The village has two parks, a doctors' surgery, a dentist and a library.

==Governance==
The village is governed locallly by the Pelton Parish Council.

The MP for the North Durham parliamentary constituency is Luke Akehurst of the Labour Party.

==Transport==
Pelton is served by bus routes provided by Go North East, which connect the village with Stanley, Sunderland, Newcastle-upon-Tyne, Chester-le-Street and Consett.

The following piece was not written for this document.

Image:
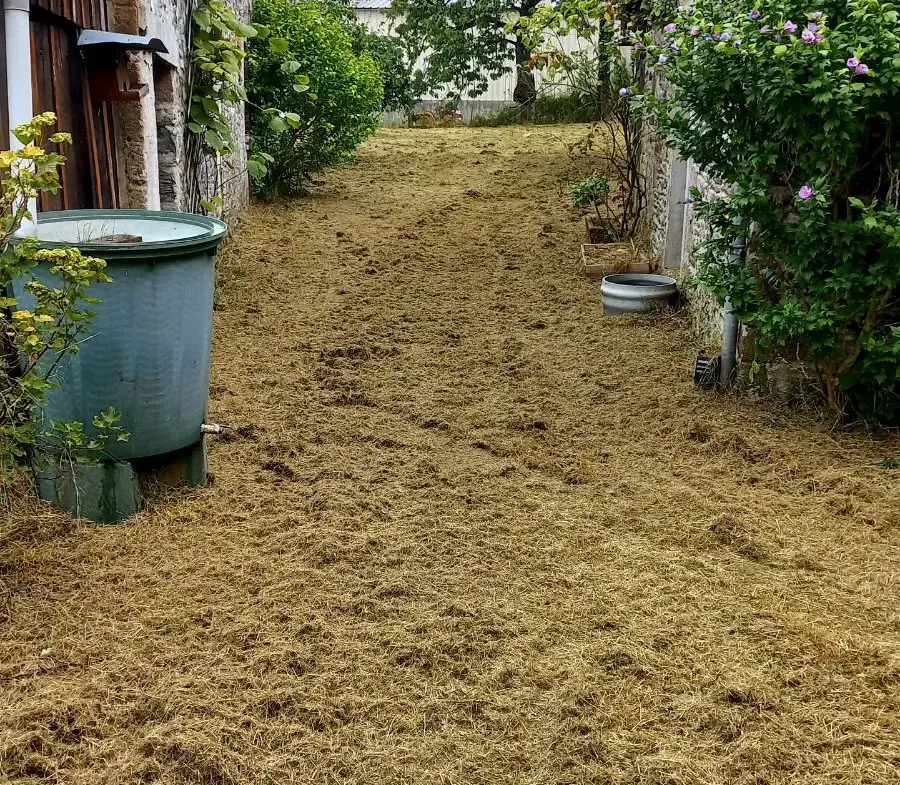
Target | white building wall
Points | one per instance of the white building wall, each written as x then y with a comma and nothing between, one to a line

Pelton railway station served the village between 1860 and 1955 on the Stanhope and Tyne Railway. The nearest National Rail station is at , on the East Coast Main Line.

==Notable people==
- Thomas Hepburn (1795–1864) – English coal miner and trade union leader
- Maxine Robinson (1968–) – serial killer mother who confessed to her crimes in 2004
- Alan White (1949–2022) – drummer with the band Yes.